Countries with high resources tend to have evidence-based guidelines, but “few comprehensive guidelines are available in low- or intermediate-resource countries.”

For example, only 11 of 50 Asian countries have some form of guidelines and of those, only two are specific to DR.4

The current ICO guidelines suggest the minimum screening examination components to ensure appropriate referral should include a screening vision examination (before pupil dilation if this is necessary) and a retinal examination adequate for DR classification. This can vary depending on high-resources settings or low- or intermediate resources settings. The vision exams can be completed by general practitioners, nurses, and healthcare works in community settings, the group said.

The screening program for DR “must be coupled with access to adequate and timely referral for ophthalmologic care.

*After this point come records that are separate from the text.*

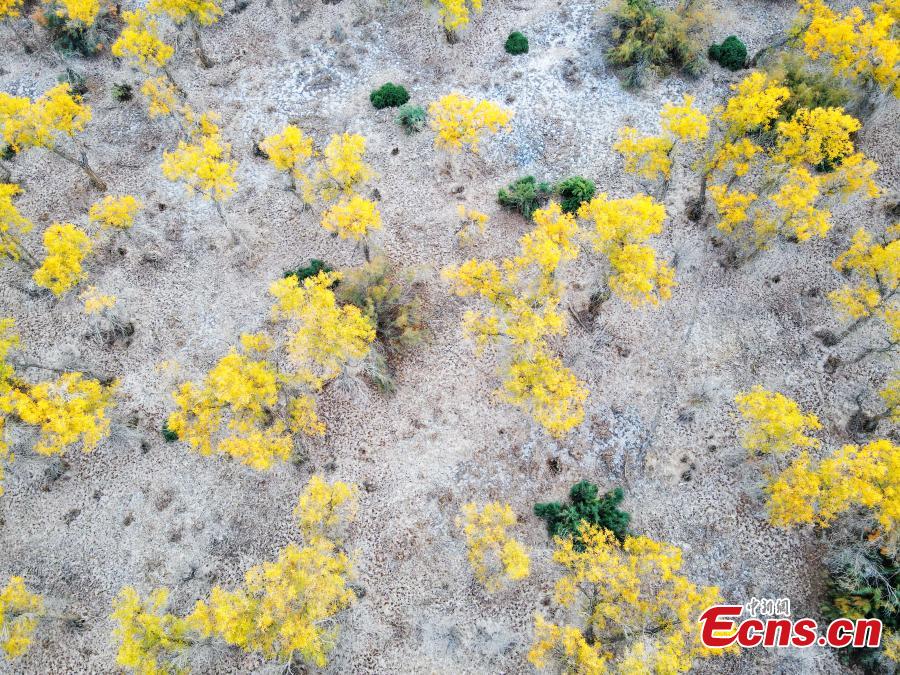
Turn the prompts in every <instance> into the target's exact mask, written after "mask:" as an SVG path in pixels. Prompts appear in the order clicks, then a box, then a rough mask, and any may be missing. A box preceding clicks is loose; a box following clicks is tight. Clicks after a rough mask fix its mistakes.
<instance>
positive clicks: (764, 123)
mask: <svg viewBox="0 0 900 675" xmlns="http://www.w3.org/2000/svg"><path fill="white" fill-rule="evenodd" d="M732 89H733V91H734V93H733V94H732V96H731V97H730V98H729V99H728V101H727V102H726V103H725V105H724V106H720V107H718V108H716V109H715V110H714V111H713V116H712V120H711V121H712V124H711V125H707V124H706V122H707V120H706V119H705V117H703V116H702V115H701V114H700V113H698V112H696V111H694V110H692V108H691V106H689V105H686V106H681V107H670V108H668V109H665V110H664V111H663V114H662V117H663V121H662V126H663V128H664V129H668V131H667V134H668V136H667V135H666V134H664V135H663V136H640V135H639V134H638V133H637V132H636V131H635V130H633V129H626V130H623V131H624V135H623V137H622V138H621V139H620V142H619V143H618V144H617V145H616V148H617V149H618V150H619V151H620V152H621V153H622V154H623V155H624V157H625V170H626V171H628V172H630V173H635V174H638V175H641V176H643V177H645V178H656V177H657V176H658V175H662V176H663V177H667V176H668V175H669V172H670V170H671V166H672V159H671V158H672V153H671V150H670V149H671V148H672V147H674V144H673V139H674V138H676V137H677V138H686V139H694V140H696V141H699V140H701V139H702V138H703V137H704V136H707V135H708V140H707V143H706V147H705V149H704V153H703V157H702V158H701V159H700V160H699V162H698V164H697V165H696V168H697V170H698V171H699V173H700V177H701V186H700V196H699V199H698V200H697V208H695V209H692V214H691V215H692V217H696V219H699V218H700V217H701V216H702V214H703V213H704V209H705V204H706V200H707V193H708V195H709V196H710V197H711V198H712V203H713V205H714V206H715V210H716V213H717V215H718V218H717V221H716V227H717V229H718V230H719V231H720V232H721V233H722V234H724V235H726V236H727V237H728V238H729V239H730V240H731V241H732V243H733V251H732V253H733V256H734V259H735V260H738V261H741V260H748V259H750V258H752V257H753V256H755V255H756V254H757V253H759V252H760V251H762V250H764V249H766V248H768V247H770V246H771V245H772V243H773V242H775V241H776V240H777V239H779V238H786V239H789V240H792V241H797V242H804V241H808V240H810V239H811V238H813V237H824V236H825V234H826V233H827V232H828V230H829V228H830V226H831V213H830V211H829V209H828V205H829V204H830V203H832V202H834V201H835V200H837V199H846V198H848V197H849V196H850V195H853V194H860V195H861V196H862V197H863V198H872V197H875V196H877V195H878V194H879V189H878V186H877V185H876V184H875V182H874V181H873V178H872V177H873V174H874V173H875V171H876V170H877V165H876V164H875V163H874V162H872V161H870V160H868V159H867V158H866V157H865V155H863V154H862V153H860V152H856V151H855V148H854V145H853V141H852V136H853V134H854V133H855V132H856V131H857V130H858V129H859V127H860V123H859V121H858V120H856V119H855V118H853V117H851V116H850V115H847V114H846V113H845V112H844V111H843V109H840V108H815V109H811V110H810V109H807V108H800V109H799V110H797V111H796V112H795V113H794V114H793V116H792V117H791V118H790V119H788V120H782V121H778V119H779V116H780V115H781V108H782V106H783V104H784V103H785V101H787V99H788V98H789V97H790V90H789V89H788V88H787V87H786V86H784V85H783V84H782V83H781V82H779V81H778V80H775V79H773V78H771V77H769V76H767V75H765V74H764V73H761V72H754V73H752V74H750V75H748V76H747V77H746V78H744V80H742V81H741V82H739V83H737V84H735V85H732Z"/></svg>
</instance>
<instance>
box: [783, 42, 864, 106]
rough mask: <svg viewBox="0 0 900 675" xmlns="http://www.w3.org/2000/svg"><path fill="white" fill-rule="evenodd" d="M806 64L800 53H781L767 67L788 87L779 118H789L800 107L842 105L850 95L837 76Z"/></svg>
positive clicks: (850, 99) (842, 104)
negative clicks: (782, 54) (789, 92)
mask: <svg viewBox="0 0 900 675" xmlns="http://www.w3.org/2000/svg"><path fill="white" fill-rule="evenodd" d="M807 64H808V62H807V60H806V59H805V58H803V57H802V56H800V55H799V54H783V55H782V56H781V59H780V60H779V61H777V62H776V63H775V64H774V65H772V67H771V68H770V69H769V70H770V73H771V75H772V76H773V77H775V78H777V79H778V80H780V81H781V82H782V83H783V84H784V86H786V87H787V88H788V89H790V90H791V95H790V98H788V100H787V101H785V102H784V103H783V104H782V106H781V108H780V110H779V115H780V118H781V119H784V120H789V119H790V118H791V117H793V116H794V113H795V112H797V110H799V109H800V108H809V109H813V108H843V107H845V106H846V105H847V104H848V103H850V100H851V99H852V97H853V96H852V94H851V93H850V90H849V89H847V88H846V87H845V86H843V84H842V83H841V81H840V80H839V79H838V78H836V77H834V76H833V75H830V74H828V73H824V72H820V71H818V70H813V69H811V68H810V67H809V66H808V65H807Z"/></svg>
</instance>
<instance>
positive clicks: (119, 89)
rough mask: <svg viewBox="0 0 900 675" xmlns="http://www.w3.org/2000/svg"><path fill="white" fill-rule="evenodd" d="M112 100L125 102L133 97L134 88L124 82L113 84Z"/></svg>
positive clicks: (122, 102)
mask: <svg viewBox="0 0 900 675" xmlns="http://www.w3.org/2000/svg"><path fill="white" fill-rule="evenodd" d="M112 94H113V100H115V101H118V102H119V103H126V102H127V101H130V100H131V99H132V98H134V88H133V87H132V86H131V85H130V84H127V83H125V82H123V83H121V84H114V85H113V89H112Z"/></svg>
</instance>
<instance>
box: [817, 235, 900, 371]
mask: <svg viewBox="0 0 900 675" xmlns="http://www.w3.org/2000/svg"><path fill="white" fill-rule="evenodd" d="M898 235H900V225H894V226H892V227H889V228H888V229H887V231H886V233H885V236H884V238H883V240H882V241H881V242H880V243H879V242H876V241H875V239H874V237H873V236H872V235H871V234H869V232H867V231H866V230H865V229H863V228H860V229H859V230H857V231H856V234H854V235H853V240H852V242H851V245H850V248H848V249H847V250H846V251H844V252H843V253H841V254H840V255H839V256H838V257H837V259H835V261H834V268H835V269H836V270H837V271H839V272H841V273H842V274H843V275H844V276H845V278H846V279H847V282H846V283H845V284H844V285H843V286H841V287H840V288H838V289H837V290H834V291H832V292H831V293H829V294H828V299H829V300H830V301H831V305H832V307H833V308H834V310H835V312H837V314H838V316H839V317H840V318H841V319H842V320H843V321H845V322H846V323H847V324H848V325H847V327H846V328H845V329H844V330H843V331H841V333H839V334H838V335H830V336H829V337H828V340H827V342H828V343H829V344H832V345H833V344H837V343H839V342H841V341H842V340H844V338H846V337H847V336H849V335H850V334H852V333H854V332H855V331H857V330H858V329H859V328H861V327H862V326H864V325H866V324H867V323H869V322H870V321H871V320H872V319H879V320H881V321H882V322H883V323H884V324H885V326H886V328H887V332H888V337H887V346H885V347H883V348H869V349H867V350H865V351H864V352H863V353H862V354H861V355H860V357H858V359H857V360H860V359H861V358H863V357H864V356H866V355H868V354H869V353H872V352H874V351H890V350H891V349H893V348H895V347H896V345H897V344H898V343H900V298H898V297H897V291H898V289H900V238H898Z"/></svg>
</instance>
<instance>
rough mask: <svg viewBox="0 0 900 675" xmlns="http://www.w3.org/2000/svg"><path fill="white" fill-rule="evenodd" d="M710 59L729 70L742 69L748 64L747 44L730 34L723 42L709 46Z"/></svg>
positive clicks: (709, 55)
mask: <svg viewBox="0 0 900 675" xmlns="http://www.w3.org/2000/svg"><path fill="white" fill-rule="evenodd" d="M709 60H710V61H715V62H716V63H718V64H719V65H720V66H722V67H723V68H728V70H741V69H742V68H743V67H744V66H745V65H746V64H747V45H745V44H744V43H743V42H741V41H740V40H739V39H738V38H737V37H736V36H734V35H729V36H728V37H727V38H725V40H723V42H722V44H720V45H716V44H713V45H710V46H709Z"/></svg>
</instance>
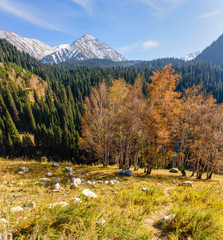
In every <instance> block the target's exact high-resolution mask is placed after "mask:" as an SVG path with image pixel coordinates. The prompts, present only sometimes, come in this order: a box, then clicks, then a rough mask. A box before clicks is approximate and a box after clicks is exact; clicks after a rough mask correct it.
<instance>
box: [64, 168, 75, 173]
mask: <svg viewBox="0 0 223 240" xmlns="http://www.w3.org/2000/svg"><path fill="white" fill-rule="evenodd" d="M72 171H73V169H72V167H65V172H68V173H71V172H72Z"/></svg>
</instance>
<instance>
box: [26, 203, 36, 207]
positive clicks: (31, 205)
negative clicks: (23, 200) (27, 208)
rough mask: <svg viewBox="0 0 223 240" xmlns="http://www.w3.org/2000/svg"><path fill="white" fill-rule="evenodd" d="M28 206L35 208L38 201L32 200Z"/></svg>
mask: <svg viewBox="0 0 223 240" xmlns="http://www.w3.org/2000/svg"><path fill="white" fill-rule="evenodd" d="M27 207H28V208H35V207H36V203H35V202H30V203H28V205H27Z"/></svg>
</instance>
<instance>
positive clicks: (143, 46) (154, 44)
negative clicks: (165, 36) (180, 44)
mask: <svg viewBox="0 0 223 240" xmlns="http://www.w3.org/2000/svg"><path fill="white" fill-rule="evenodd" d="M142 45H143V48H144V49H145V50H149V49H151V48H155V47H158V46H159V43H158V42H156V41H150V40H149V41H146V42H144V43H143V44H142Z"/></svg>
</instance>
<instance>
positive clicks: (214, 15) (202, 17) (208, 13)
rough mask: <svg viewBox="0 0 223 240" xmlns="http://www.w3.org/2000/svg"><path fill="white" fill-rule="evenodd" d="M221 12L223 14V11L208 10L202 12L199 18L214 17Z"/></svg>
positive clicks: (221, 13) (217, 14)
mask: <svg viewBox="0 0 223 240" xmlns="http://www.w3.org/2000/svg"><path fill="white" fill-rule="evenodd" d="M220 14H222V11H213V12H208V13H205V14H202V15H200V16H199V17H198V18H199V19H203V18H212V17H216V16H218V15H220Z"/></svg>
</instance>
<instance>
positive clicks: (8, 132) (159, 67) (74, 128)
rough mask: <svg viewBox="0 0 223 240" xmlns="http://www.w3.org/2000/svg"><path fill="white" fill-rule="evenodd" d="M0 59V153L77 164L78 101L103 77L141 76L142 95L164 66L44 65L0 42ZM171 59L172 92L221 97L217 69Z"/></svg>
mask: <svg viewBox="0 0 223 240" xmlns="http://www.w3.org/2000/svg"><path fill="white" fill-rule="evenodd" d="M0 62H1V63H0V64H1V65H0V93H1V96H0V112H1V115H0V155H1V156H10V157H14V156H28V157H39V156H48V157H52V158H56V159H58V160H72V161H74V162H80V161H83V160H82V158H81V153H80V150H79V148H78V142H79V136H80V134H81V119H82V116H83V114H84V111H83V103H84V99H85V97H86V96H89V94H90V91H91V88H92V87H94V86H98V85H99V83H101V82H102V81H103V80H104V81H105V82H106V84H107V85H108V86H111V84H112V79H120V78H123V79H124V80H125V81H126V82H127V83H130V84H133V83H134V81H135V79H136V78H137V76H138V74H142V79H143V92H144V94H145V95H147V94H148V93H147V92H146V88H147V87H146V82H147V83H148V82H150V77H151V76H152V73H153V71H154V70H155V69H157V68H158V69H160V68H162V67H164V66H165V65H166V64H168V63H169V60H168V59H161V60H156V61H152V62H140V63H137V64H136V65H135V67H134V66H132V65H131V66H129V67H120V66H114V67H106V68H104V67H96V66H94V67H93V66H88V67H86V66H76V67H72V65H69V66H65V65H63V66H57V65H47V64H42V63H40V62H39V61H37V60H35V59H34V58H31V57H30V56H29V55H27V54H24V53H21V52H19V51H18V50H16V48H15V47H13V46H12V45H11V44H9V43H8V42H6V41H4V40H0ZM171 62H172V63H173V64H174V63H175V65H173V68H174V69H175V70H176V72H177V73H181V78H180V81H179V83H178V86H177V89H178V90H180V91H182V90H184V89H185V88H188V87H191V86H193V85H196V84H201V85H202V88H203V90H204V91H205V92H206V93H213V95H214V97H215V98H216V99H217V101H218V102H222V101H223V93H222V91H223V86H222V79H223V68H221V67H220V66H218V67H216V66H214V65H211V64H209V63H206V64H200V63H185V62H183V61H178V60H173V59H172V60H171ZM109 64H110V63H109ZM90 65H91V64H90ZM91 160H92V161H93V160H94V159H93V158H92V159H91Z"/></svg>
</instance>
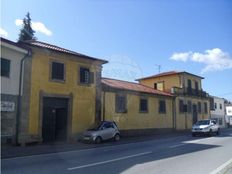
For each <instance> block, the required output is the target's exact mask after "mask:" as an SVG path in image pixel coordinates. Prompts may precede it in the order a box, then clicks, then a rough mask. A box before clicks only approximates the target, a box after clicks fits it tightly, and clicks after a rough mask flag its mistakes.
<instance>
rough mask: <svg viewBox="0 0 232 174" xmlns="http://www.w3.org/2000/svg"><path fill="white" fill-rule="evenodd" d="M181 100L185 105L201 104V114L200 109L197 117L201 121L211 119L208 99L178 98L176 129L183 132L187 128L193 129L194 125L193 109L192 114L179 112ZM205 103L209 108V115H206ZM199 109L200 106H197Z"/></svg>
mask: <svg viewBox="0 0 232 174" xmlns="http://www.w3.org/2000/svg"><path fill="white" fill-rule="evenodd" d="M179 99H181V100H183V101H184V104H187V102H188V101H191V102H192V105H193V104H196V105H197V103H198V102H201V113H198V108H197V116H198V120H201V119H209V118H210V103H209V100H208V99H201V98H194V97H185V98H184V97H177V98H176V100H175V105H176V129H178V130H181V129H185V128H186V126H187V129H191V128H192V125H193V120H192V118H193V107H192V111H191V113H188V112H187V113H183V112H179ZM204 102H207V107H208V109H207V110H208V113H204ZM197 107H198V106H197Z"/></svg>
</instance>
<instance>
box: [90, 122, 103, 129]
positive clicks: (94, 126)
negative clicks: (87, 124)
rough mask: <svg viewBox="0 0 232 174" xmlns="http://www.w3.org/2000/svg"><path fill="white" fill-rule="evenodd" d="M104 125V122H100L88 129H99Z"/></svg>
mask: <svg viewBox="0 0 232 174" xmlns="http://www.w3.org/2000/svg"><path fill="white" fill-rule="evenodd" d="M101 125H102V122H98V123H95V124H93V125H92V126H90V127H89V129H88V130H99V129H100V127H101Z"/></svg>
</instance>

The guidelines suggest that without appropriate and timely access to ophthalmologic care, screening patients with positive results will have no benefit from the DR screening program. Thus, DR screening programs should be started only after ensuring appropriate access to facilities with access to minimum treatment, including the availability of a laser machine and typically within 3 months of screening.”4

In terms of management, the ICO said panretinal photocoagulation (PRP) should be considered “the preferred choice of treatment of severe nonproliferative DR and all stages of PDR,” with the contemporary approach using short-pulse 20- to 30-ms laser with 2000 to 4000 treatment burns depending on the PDR grade and severity.

Patients with non-center involving DME may be observed until there is progression to central involvement, or focal laser can be performed to treat leaking microaneurysms if DME is threatening the fovea.4

Finally, the ICO said where the patient seeks treatment with center-involving DME and good visual acuity (better than 6/9 or 20/30), 3 treatment options are possible and are currently being evaluated in an ongoing clinical trial: (1) careful follow-up with anti-VEGF treatment only for worsening DME; (2) intravitreal anti-VEGF injections; or (3) focal or grid laser photocoagulation with anti-VEGF, if necessary.4


1. American Academy of Ophthalmology Retina Panel. Preferred Practice Pattern: Diabetic Retinopathy. San Francisco, CA: AAO, 2016.
2. Summary of Revisions: Standards of Medical Care in Diabetes-2019. Diabetes Care. 2019;42(Suppl 1):S4-S6.
3. American Optometric Association. Eye Care of the Patient with Diabetes Mellitus: Evidence-Based Clinical Practice Guideline. Optometric Clinical Practice Guideline.  Available from: Accessed Oct 15, 2019. St. Louis, MO: American Optometric Association, 2014.
4. Wong TY, Sun J, Kawasaki R, et al. Guidelines on Diabetic Eye Care: The International Council of Ophthalmology Recommendations for Screening, Follow-up, Referral, and Treatment Based on Resource Settings. Ophthalmology. 2018;125:1608-1622.